Philippine President Rodrigo Duterte on Tuesday, September 5 ordered the police to allow journalists to join law enforcers in their anti-illegal drug operations.
Duterte issued the order to disprove the growing allegations of state-sanctioned killings in his heavily-criticized campaign against illegal drugs.
“Now, this is an order: Bring the media and let them go first so that they can get the story from the beginning to the end. If you allow them in and the gunbattle is over, you’ll just say ‘Ah, they just dumped the guns on the suspects,’” Duterte said after a public hearing into the death of 17-year-old Kian Delos Santos.
He added, “If you get shot, will you still believe that those (suspects) have no guns? Go ahead.”
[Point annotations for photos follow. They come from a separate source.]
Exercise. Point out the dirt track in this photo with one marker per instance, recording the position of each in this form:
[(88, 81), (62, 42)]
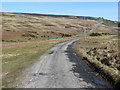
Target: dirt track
[(61, 68)]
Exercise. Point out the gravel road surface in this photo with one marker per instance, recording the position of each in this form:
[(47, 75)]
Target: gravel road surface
[(60, 67)]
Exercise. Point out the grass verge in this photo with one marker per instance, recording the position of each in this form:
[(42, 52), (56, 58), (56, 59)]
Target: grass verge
[(13, 66), (108, 72)]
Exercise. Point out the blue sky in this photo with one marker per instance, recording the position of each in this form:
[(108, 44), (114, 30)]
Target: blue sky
[(108, 10)]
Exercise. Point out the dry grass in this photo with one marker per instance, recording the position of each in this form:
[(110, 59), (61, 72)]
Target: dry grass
[(102, 53), (22, 27), (19, 56)]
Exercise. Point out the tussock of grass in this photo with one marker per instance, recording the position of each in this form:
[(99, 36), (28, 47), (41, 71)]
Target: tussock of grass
[(109, 73)]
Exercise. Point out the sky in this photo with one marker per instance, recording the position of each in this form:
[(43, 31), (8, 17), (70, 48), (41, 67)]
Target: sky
[(107, 10)]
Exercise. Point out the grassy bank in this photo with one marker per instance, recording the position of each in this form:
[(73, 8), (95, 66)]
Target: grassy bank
[(101, 53), (19, 56)]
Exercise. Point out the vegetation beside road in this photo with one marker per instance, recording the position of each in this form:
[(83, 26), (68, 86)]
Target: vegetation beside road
[(19, 56), (102, 54)]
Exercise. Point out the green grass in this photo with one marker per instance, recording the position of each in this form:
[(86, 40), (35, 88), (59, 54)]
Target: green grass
[(15, 66), (110, 23), (22, 49), (109, 73)]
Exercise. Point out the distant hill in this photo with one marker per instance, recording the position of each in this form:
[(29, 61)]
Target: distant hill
[(29, 26)]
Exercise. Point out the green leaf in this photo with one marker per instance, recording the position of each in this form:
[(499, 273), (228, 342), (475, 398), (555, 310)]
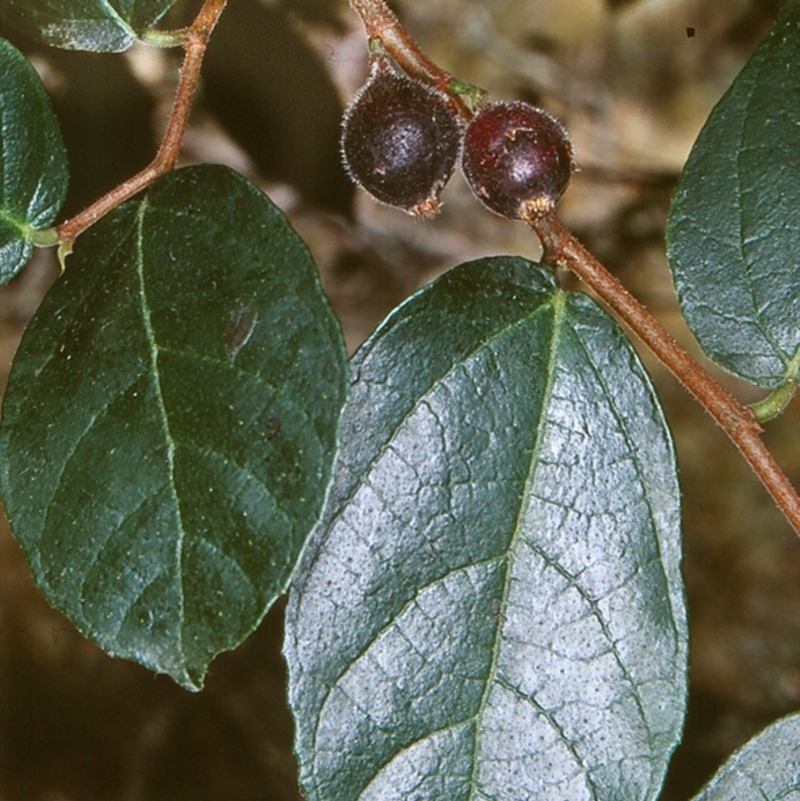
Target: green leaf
[(734, 231), (33, 161), (492, 606), (765, 768), (170, 422), (97, 25)]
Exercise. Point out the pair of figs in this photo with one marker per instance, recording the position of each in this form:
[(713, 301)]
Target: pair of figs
[(402, 140)]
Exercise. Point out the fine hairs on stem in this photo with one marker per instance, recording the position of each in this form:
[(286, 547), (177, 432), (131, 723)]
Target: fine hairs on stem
[(561, 249), (194, 40)]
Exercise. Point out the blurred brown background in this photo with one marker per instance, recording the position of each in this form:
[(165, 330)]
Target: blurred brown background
[(633, 80)]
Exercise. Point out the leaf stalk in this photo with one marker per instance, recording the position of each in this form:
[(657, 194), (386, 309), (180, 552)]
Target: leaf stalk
[(195, 42)]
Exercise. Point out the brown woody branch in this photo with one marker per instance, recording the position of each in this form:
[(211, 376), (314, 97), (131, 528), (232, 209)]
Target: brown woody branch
[(735, 419), (195, 39)]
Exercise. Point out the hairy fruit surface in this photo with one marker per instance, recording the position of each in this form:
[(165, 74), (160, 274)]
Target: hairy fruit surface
[(401, 140), (517, 159)]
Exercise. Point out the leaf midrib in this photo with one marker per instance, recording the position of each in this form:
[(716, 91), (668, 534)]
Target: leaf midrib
[(153, 352)]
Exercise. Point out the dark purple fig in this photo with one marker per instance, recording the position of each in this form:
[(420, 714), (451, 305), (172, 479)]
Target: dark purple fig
[(401, 140), (517, 159)]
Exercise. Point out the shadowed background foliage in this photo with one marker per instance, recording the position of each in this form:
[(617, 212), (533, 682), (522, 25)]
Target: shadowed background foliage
[(633, 80)]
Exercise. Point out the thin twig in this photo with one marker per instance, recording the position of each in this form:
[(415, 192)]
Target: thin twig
[(735, 419), (195, 40), (381, 23)]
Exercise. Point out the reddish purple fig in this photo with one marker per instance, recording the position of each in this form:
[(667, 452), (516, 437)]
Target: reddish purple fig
[(401, 140), (517, 159)]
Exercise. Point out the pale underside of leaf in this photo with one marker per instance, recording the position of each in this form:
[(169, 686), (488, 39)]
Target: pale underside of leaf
[(767, 767), (492, 608)]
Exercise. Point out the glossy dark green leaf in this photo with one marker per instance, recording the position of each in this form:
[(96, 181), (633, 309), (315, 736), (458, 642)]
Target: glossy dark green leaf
[(492, 606), (97, 25), (766, 768), (734, 228), (170, 421), (33, 161)]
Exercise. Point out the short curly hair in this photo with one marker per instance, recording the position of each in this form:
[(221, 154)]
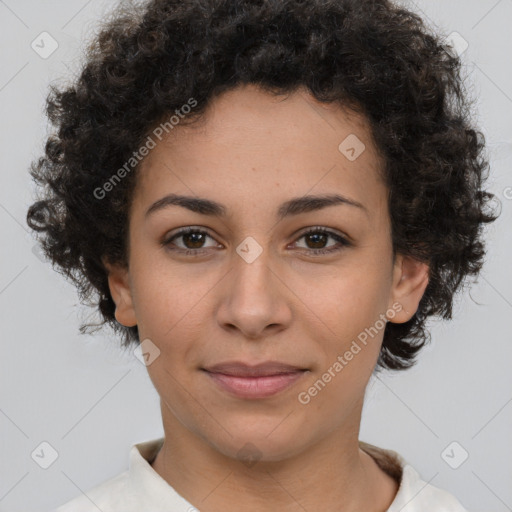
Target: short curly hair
[(373, 56)]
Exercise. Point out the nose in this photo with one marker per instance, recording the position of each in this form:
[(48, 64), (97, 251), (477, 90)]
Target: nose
[(254, 299)]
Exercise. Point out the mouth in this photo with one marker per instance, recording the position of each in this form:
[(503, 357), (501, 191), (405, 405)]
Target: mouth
[(254, 382)]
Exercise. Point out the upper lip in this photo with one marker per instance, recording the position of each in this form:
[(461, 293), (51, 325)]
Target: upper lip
[(241, 369)]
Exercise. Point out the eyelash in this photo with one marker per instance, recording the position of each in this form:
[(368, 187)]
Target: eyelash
[(315, 230)]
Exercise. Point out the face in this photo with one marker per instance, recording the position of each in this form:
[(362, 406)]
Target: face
[(264, 279)]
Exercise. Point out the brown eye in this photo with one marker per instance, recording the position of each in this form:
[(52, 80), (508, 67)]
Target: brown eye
[(193, 240), (317, 240)]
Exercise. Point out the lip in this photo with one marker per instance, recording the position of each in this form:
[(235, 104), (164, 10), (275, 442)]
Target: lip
[(254, 381)]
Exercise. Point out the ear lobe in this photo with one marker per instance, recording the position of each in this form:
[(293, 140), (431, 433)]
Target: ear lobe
[(410, 280), (120, 289)]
Delos Santos’s death sparked public outrage as witnesses gave testimonies and supported evidence, including a CCTV footage, that the victim was dragged in a dark alley and pleaded for his life during a police raid on August 16.
The autopsy of the Public Attorney’s Office (PAO) and the probe of the National Bureau Investigation (NBI) also suggested that Delos Santos may have been executed.
Police contended that the victim violently resisted arrest and pulled a gun on the officers. They also denied that it was the Kian who was seen being dragged in the CCTV footage.
The hearing also touched the death of Carl Arnaiz, a 19-year-old who was killed by policemen in an alleged shoot-out along C3 Road in Navotas after allegedly robbing a taxi driver on August 18.
The PAO autopsy results, however, suggested that Arnaiz was kneeling when he was initially shot, then was killed with more shots after he was lying on the ground. The victim suffered three gunshot wounds to the middle of his chest — one to the left side of his chest, and one to the back of his arm.
Philippine National Police (PNP) Chief Director Ronald “Bato” Dela Rosa defended his men from allegations of state-sanctioned killings.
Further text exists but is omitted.